March 15, 2006


An example of Regular Expression Greediness


phoe6 said...

Did not understand.
If you can explain it to me it would helpful. I dont know about awk, but believe the regexes would be same or similar.

Kannappan said...

The linked gg article tries to explain the subtle difference in how we perceive the greediness in regex.

Consider the below
I/p string : aabaaaa
Function : sub(/a*/, "")

The function sub stands for substitution. It searches for the function's first argument in the input string and substitutes it with the second argument. Here, the first argument is a* and the second argument is an empty string. Considering that regex is greedy, we may imagine that the longest a string will be replaced by empty string. In this case the longest a string is after the character b. So we may think that on executing the function on the input string the output will be aab.

But what the function actually does is, It just matches the first appearance of a followed by zero or more a's in the string and replaces it with an empty string. So the resulting output will be baaaa.

Then you may ask where is the greediness?.

The next example illustrates the greediness.

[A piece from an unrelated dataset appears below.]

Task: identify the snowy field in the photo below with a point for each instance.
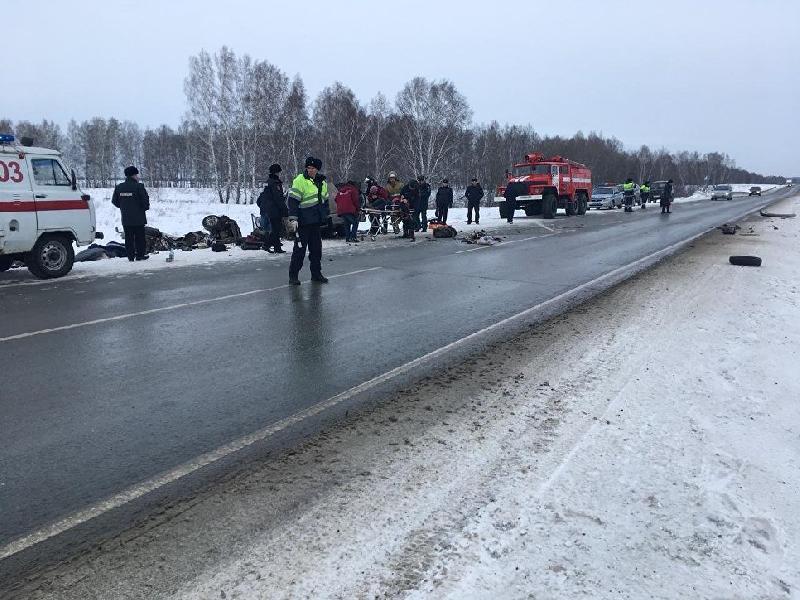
(664, 463)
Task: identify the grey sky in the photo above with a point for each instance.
(698, 75)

I/p string : the <>only<> way
Function : sub(/<.*>/, "")

Correct Output : the way
Wrong Output : the only<> way

Reason : The function contains the first argument as the character < followed by . metacharacter followed by the character >.

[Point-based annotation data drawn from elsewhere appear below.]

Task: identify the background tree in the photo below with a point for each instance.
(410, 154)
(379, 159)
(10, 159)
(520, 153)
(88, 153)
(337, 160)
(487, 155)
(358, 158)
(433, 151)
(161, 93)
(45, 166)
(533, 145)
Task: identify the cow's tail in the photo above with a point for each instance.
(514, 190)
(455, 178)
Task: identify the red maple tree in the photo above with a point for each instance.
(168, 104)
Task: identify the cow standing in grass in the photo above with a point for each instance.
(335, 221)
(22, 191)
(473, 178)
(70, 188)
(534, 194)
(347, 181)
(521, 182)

First the < character is matched in the string, then the . metacharacter keeps matching any character that comes its way, it encounters> at the first step and instead of stopping there, it keeps on greedily matching any character that comes its way, as it understands that there is one more > at the end. As soon as it encounters the last >, it stops matching and replaces all its matches with the empty string.

Kannappan said...

Additional Example
I/p String : We rrrode the starrr and followed itss trrails

Function One : sub(/r*r/, "")
O/p : We ode the starrr and followed itss trrails

Function Two : sub(/r.*r/, "")
O/p : We ails